What if we deleted all the networking racks? What if we deleted all of these? And what if we scaled the compute to be a hundred times larger? And what if instead of the spaghetti, we have linking everything together, what if we had an all-to-all interconnect? What if we deleted all of the networking equipment in the data center? This is the future that we're building at LightMatter. We're looking at how you get these AI supercomputers to get to the next model. It's going to be super expensive and it's going to require fundamentally new technologies. And this is the core technology.

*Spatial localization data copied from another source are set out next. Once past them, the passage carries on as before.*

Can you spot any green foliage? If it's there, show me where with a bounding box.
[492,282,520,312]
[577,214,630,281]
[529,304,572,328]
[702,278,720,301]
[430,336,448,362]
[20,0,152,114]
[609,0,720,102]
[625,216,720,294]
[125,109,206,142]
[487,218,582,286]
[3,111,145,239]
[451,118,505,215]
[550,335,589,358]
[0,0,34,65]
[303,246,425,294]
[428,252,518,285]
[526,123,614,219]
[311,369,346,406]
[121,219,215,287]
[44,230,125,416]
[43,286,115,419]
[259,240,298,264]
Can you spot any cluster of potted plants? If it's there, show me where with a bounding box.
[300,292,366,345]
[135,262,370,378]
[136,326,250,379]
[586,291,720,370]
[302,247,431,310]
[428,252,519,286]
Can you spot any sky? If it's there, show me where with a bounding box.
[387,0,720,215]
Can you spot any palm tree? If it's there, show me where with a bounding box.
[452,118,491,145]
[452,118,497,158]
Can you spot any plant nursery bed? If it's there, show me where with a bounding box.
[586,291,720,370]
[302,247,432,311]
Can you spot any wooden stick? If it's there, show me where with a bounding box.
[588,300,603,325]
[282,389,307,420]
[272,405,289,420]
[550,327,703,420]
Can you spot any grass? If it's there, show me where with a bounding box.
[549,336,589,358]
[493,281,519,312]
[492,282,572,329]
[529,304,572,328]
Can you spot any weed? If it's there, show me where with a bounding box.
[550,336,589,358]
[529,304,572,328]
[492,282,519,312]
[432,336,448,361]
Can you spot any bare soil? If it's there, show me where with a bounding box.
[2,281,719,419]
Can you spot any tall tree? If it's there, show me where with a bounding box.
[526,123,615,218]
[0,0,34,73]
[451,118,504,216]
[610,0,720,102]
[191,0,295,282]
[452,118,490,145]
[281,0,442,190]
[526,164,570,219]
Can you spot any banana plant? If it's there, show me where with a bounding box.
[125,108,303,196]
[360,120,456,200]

如果我们删除了所有网络架?如果我们把这些都删除了呢?如果我们将计算规模扩大一百倍呢?如果我们不再使用乱七八糟的连接线,而是采用全互连呢?如果我们删除数据中心里的所有网络设备呢?这就是我们在LightMatter正在构建的未来。我们正在研究如何让这些人工智能超级计算机进入下一个模型。这将非常昂贵,需要全新的技术。而这就是核心技术。

This is called Passage. And this is how all GPUs and switches are going to be built. We work with companies like AMD, Intel, NVIDIA, Qualcomm, places like this. And we put their chips on top of our optical interconnect substrate. It's the foundation for how AI computing will make progress. It will reduce the energy consumption of these clusters dramatically. And it will enable scaling to a million nodes and beyond. This is how you get to wait for scale, the biggest chips in the world. And this is how you get to AGI.
这个被称为“Passage”。这就是所有GPU和交换机将被构建的方式。我们与AMD、英特尔、NVIDIA、高通等公司合作。我们将他们的芯片放在我们的光互连基板上。这是AI计算将取得进展的基础。它将大大减少这些集群的能耗。它将实现向百万个节点甚至更多的规模扩展。这就是你如何获得世界上最大的芯片。这就是你如何获得AGI。